[Arguing against a stripe of neoconservatism in games that paints certain forms of design as aberrant and others as natural, academic and developer Ian Bogost examines the very nature of creativity and art and offers up an analysis of how the medium can move forward with a rich palette of choices.]
Every now and then someone objects to game design methods by arguing against "historical aberrance." This line of reasoning claims that a particular trend is undesirable on the grounds that it is new and abnormal, unshared by historical precedent. Let me share two examples.
First, a few years ago Raph Koster invoked this argument about single player games. As Koster put it, "the entire video game industry's history thus far has been an aberration. It has been a mutant monster only made possible by unconnected computers. ... Historically speaking, single-player games are indeed an aberration."
And second, just recently Daniel Cook made the same argument about narrative games. Says Cook, "I deeply doubt that the best use of games is to tell stories. Narrative games are a historical anomaly. Multiplayer systems of economics, social grouping, and related culture are the past and present trend."
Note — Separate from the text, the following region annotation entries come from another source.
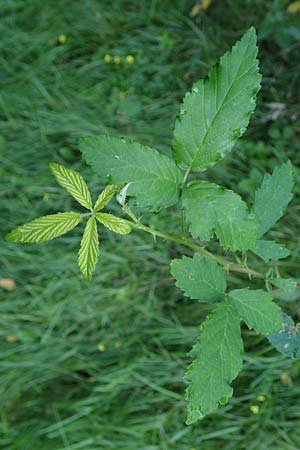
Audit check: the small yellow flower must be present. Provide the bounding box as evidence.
[58,34,67,45]
[280,373,293,385]
[97,342,105,353]
[287,1,300,14]
[250,405,259,414]
[103,54,111,62]
[0,278,16,291]
[125,55,134,64]
[5,334,18,344]
[119,91,127,100]
[114,56,121,64]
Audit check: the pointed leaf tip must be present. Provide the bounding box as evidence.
[49,162,92,209]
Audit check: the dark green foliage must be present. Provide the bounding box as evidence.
[0,0,300,450]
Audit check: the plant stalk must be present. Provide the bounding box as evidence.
[124,219,265,279]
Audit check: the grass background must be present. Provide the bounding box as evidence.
[0,0,300,450]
I cite these designers not to start a debate about these two charged topics, but because their claims make me uncomfortable. The argument from historical aberrance seems like a very curious one to make about almost anything, let alone a category of creativity.
But nevertheless, when used it has a powerful effect: if games have certain deep properties whose undeniable truth is borne out over time, who are we to think we are right to declare millennia of history wrong?
But by that measure, myriad other phenomena also count as historical anomalies. Consider just a few cultural practices that are truly unusual when measured with history's hourglass: compulsory education, indoor sanitation, women's suffrage, the idea of childhood, and nighttime work and play thanks to electric light. Yet, few would lament these changes as retrograde, or if they would, it would be insufficient to do so simply by calling them "historical anomalies."
Still, the examples just cited are ripples driven by larger waves of cultural progress rather than by creative practices. What about art, then? What artistic practices could we count as historically anomalous? Well, representation instead of ritual practice, for one, but also commodification, conceptualism, abstraction, and self-referentialism. Or even more obviously, prose storytelling in general and the novel in particular, which stands as a historical anomaly against the millennia-old backdrop of poetry.
Indeed, it seems undeniable that artistic practice is often motivated largely by dissatisfaction with or downright hostility toward received ideas. Most successful trends in art seek to be historically anomalous. Thus the positions of Koster and Cook exemplify an unusual conservatism. Video games have a "true nature," a molten core established by accident among ancient folk games. Any attempt to extract, modify, or dispose of this core becomes a deluded perversion. Instead, the reasoning goes, we should seek to revisit and amplify the "natural" features of games.
Deviance and Deviation
Aberrance is deviance, freakishness, abnormality. When it is discussed in the context of history, it's usually meant to uncover the ideologies that underwrite a received pattern of behavior: the use of the term "caucasian", or banning interracial marriage, to cite but two examples.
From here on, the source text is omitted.